The President was forced to drop the contested Finance Bill, 2024 following days of deadly protests. The withdrawal of the Bill is set to occasion an estimated Sh300 billion ($2.7 billion) budget shortfall.

He is also under pressure and tough conditions by the International Monetary Fund (IMF) that wants the about two-year old administration to raise more taxes to pay debts and finance its operations.

Read: Protests expose Ruto neglect of discontent at home

The IMF has been pushing Dr Ruto to cut unnecessary expenditure on top of raising more taxes to finance its operations and service existing loans. IMF had foreseen the emergence of street protests against the tax measures, but asked the government to stand firm on new revenue-raising measures. 

“President Ruto has few options but to implement drastic reform because the 2027 elections are fast coming due and ethnic arithmetic alone cannot win the day as Gen Z demonstrations have shown,” says David Monda, Prof of Political science at the City University of New York. 

“By drastic reform, I mean starting with low hanging fruit. Things he can easily implement like reconstituting his cabinet and firing or prosecuting Cabinet secretaries implicated in corruption. Having IPOA, the policing oversight authority, complete a thorough investigation of the abductions and extrajudicial killings of the demonstration period with disciplinary action against those incriminated.” 

“The president needs to act fast as his political enemies are fast regrouping,” Prof Monda observes. 

Some analysts see the crises as self-made, making leaders victims of their own style and failure to read the room.

“He wants to tax even jobless Kenyans? He has overstretched his imagination. The youth revolt is a consciousness built out of frustration, disbelief and diminished faith in adults.  

“A revolt against false promises and lies. A realisation that their destiny can only be safe in their hands,” Martin Oloo, a political analyst in Nairobi told The EastAfrican.

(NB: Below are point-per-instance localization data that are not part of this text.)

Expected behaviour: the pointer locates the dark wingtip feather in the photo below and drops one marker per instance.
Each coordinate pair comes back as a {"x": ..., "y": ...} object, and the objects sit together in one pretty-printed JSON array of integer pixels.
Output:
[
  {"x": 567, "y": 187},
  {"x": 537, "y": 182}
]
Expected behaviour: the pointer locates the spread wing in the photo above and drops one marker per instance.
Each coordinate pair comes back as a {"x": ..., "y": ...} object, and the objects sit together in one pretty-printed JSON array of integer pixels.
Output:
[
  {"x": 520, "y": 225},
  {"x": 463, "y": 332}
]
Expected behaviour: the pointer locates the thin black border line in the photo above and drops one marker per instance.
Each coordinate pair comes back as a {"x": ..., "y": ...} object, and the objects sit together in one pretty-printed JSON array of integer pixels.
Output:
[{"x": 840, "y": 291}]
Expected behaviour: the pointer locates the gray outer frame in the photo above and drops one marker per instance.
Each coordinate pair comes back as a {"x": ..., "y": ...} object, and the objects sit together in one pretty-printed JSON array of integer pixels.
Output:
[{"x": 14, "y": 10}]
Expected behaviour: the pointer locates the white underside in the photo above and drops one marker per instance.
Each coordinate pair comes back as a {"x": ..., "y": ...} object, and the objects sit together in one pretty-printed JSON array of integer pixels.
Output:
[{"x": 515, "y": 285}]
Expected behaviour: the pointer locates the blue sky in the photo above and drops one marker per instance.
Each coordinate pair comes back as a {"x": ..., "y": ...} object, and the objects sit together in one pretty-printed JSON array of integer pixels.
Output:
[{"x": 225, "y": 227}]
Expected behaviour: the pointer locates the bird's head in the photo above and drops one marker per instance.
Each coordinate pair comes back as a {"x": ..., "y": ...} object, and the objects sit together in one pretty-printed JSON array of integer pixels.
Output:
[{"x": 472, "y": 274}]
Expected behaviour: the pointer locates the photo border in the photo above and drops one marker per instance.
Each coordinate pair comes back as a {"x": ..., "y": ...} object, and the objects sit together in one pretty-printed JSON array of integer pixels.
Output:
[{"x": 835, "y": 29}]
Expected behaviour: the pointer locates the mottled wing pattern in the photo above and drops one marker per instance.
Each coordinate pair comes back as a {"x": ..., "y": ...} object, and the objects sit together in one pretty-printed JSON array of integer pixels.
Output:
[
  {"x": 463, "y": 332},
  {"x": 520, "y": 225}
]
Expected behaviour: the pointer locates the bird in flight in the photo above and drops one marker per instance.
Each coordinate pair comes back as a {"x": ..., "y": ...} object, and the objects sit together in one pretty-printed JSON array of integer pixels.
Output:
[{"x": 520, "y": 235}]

“The President must, like Zacchaeus, come down from the Sycamore tree of arrogance, aloofness and sense of entitlement. Kenyans are his bosses not his servants.”

The way forward? He also needs to be more serious in fighting corruption. He also has to get rid of incompetent people that he has surrounded himself with, advised Macharia Munene, prof of history and international.

“He was not sensitive to public concerns. He thought he could just get away with anything because he is the President,” says Prof Munene.

In addition to the tax war the president has faced, he is also under pressure to address the perks raw pitting him against his predecessor Uhuru Kenyatta.

Mr Kenyatta accused president Ruto of refusing to pay for his office and denying him a budget for two consecutive financial years – about Sh1.1 billion ($8.6 million).

Analysts see the protest by Mr Kenyatta and the DP of having the potential to weep up emotions especially in the Mt Kenya region and disrupt the Ruto administration.

Nyeri Governor Mutahi Kahiga insists that whereas former president Kenyatta “may have wronged the powers that be, he deserves his legally provided pension and facilitation for his office.”